A sudden, violent movement came from behind. Footsteps—heavy, fast, and ominous.
I turned my head slightly, confusion turning back into dread—
But there was no time to react. A figure lunged past me, shattering the light.
My father.
The same intoxicated malice distorted his features, the same suffocating cruelty burned in his eyes, proving that even my sacred memories weren’t safe from his violence.
I tried to move. I tried to scream, to throw myself between them, to alter the past—but my limbs felt entirely paralyzed. It was like being forced to watch a horrific film reel I couldn’t pause, trapped inside a nightmare I had already endured.
He grabbed the younger version of me by the shoulder. And in one brutal, sweeping motion—
A sharp slap echoed violently through the room.
The sound demolished everything. The birthday party, the innocent laughter, my mother’s radiant smile, the golden warmth—the entire illusion shattered like glass under a heavy hammer.
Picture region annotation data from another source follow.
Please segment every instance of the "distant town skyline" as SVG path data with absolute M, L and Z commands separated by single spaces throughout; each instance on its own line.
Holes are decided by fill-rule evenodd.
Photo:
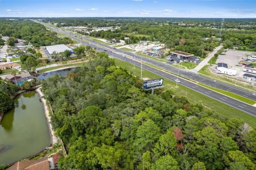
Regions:
M 0 17 L 256 18 L 255 0 L 0 0 Z

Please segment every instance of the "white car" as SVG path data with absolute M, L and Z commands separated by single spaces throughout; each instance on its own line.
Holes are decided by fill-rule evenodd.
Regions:
M 180 81 L 179 79 L 174 79 L 174 81 L 177 82 L 177 83 L 180 83 Z

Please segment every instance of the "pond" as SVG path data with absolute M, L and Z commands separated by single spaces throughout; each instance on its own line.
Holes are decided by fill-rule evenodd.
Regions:
M 30 91 L 14 99 L 15 107 L 0 122 L 0 164 L 7 164 L 36 154 L 51 144 L 43 103 Z

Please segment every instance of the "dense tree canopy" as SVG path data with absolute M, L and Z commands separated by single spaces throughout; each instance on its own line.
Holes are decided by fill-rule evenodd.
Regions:
M 72 41 L 69 38 L 59 38 L 57 33 L 46 30 L 42 24 L 30 20 L 8 20 L 0 19 L 0 35 L 10 37 L 7 43 L 14 46 L 17 38 L 26 40 L 35 47 L 69 44 Z
M 42 86 L 68 151 L 61 169 L 255 168 L 255 130 L 169 91 L 144 91 L 103 53 Z

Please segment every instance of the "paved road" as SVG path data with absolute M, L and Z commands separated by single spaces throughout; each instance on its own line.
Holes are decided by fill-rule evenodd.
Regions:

My breath caught. My chest locked down.
The younger version of me didn’t cry immediately. He just froze, his wide eyes filled with absolute bewilderment, unable to understand why love had mutated into violence so swiftly.
And I—the older, hardened Neil—stood there entirely powerless, forced to watch myself break all over again.
Then, an absolute silence swallowed the world.
The room, the celebratory faces, the warmth, the light—all of it dissolved into a pitch-black void.
My body violently jerked. I gasped for air, a cold sweat breaking out across my forehead as my lungs finally re-engaged.
I woke up.
Back on the cold floor. Back to the harsh, unforgiving reality. Back to the heavy, empty silence I knew all too well.